Stattdessen: Synthese und das beste beider Welten: ich bin drin, mit meinem mich repräsentierenden Avatar bin ich mitten dabei in einem gemeinsamen künstlichen Raum neben den anderen: alle voll wach, alle 1A gedressed und bester Stimmung. Man scheint sich nah zu sein. Das, was man sonst als vierte Wand bezeichnet in Film und Theater, ist durchbrochen. Eins sollte Metaverse-Sympathisant:innen vorab klar sein: ein dreidimensionales Internet mit Wirklichkeits- und Alltagsbezug wird auch die Wand von Berufs- und Privatleben endgültig einreißen.
Nur bis zum Oberkörper
Metaverse soll ein digitaler Raum sein, in dem man sich wie in einer zweiten Welt aufhält, in 3 D, sich unterhält, konferiert, Geschäfte abschließt, Freunde trifft. Die entscheidenden Mittel dazu, die das umsetzen, sind Augmented (erweiterte) und Virtual (scheinbare) Reality. Bislang funktioniert die Sache mit den Avataren aber erst mit unseren Oberkörpern.

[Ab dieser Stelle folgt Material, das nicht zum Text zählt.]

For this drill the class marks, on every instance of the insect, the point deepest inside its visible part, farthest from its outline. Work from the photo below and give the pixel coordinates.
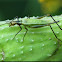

Parallelwelten gab es schon immer. Vielleicht sind sie sogar Spiegel der Persönlichkeitsstruktur fast aller Menschen. Metaverse bedeutet Welt jenseits der analogen Welt, bringt es aufs Wort, was das Internet faktisch schon für viele Gamer, Zocker, Streamer, Onlinebroker, Networker, Twitcher, Influencer, Homeschooler, E-Learner, Home-Officer etcetera bedeutet. Und es setzt die Tradition von Second Life fort. Second Life? Ja, die US-Plattform, die vor 19 Jahren gegründet wurde und 2007 mit etwa sieben Millionen Nutzer:innen ihre kurze Blütezeit erlebte. Auch adidas, BMW, Daimler, Deutsche Post machten damals mit virtuellen Shops in dieser Welt mit. Die Avatare hatten und haben Comicfigurencharakter, sind keine digitalen Zwillinge von mir wie es jetzt im Metaverse sein soll.
11.000 Mitarbeiter:innen entlassen
2021 hat Marc Zuckerberg sein Unternehmen in Meta umbenannt, um ganz auf das Metaverse zu setzen und Markenhoheit zu erlangen. Sein Konzern investiert Milliarden wie sonst niemand. Der Durchbruch scheint zurzeit fern, vor allem die Zahlen entwickeln sich viel schlechter als erwartet. Horizon Worlds, die Plattform, die virtuelle Welten verbindet, nutzen nicht einmal 200.000 Menschen. 11.000 Mitarbeiter: innen hat Zuckerberg jetzt entlassen, 13 Prozent der gesamten Belegschaft, um die Verluste abzumildern.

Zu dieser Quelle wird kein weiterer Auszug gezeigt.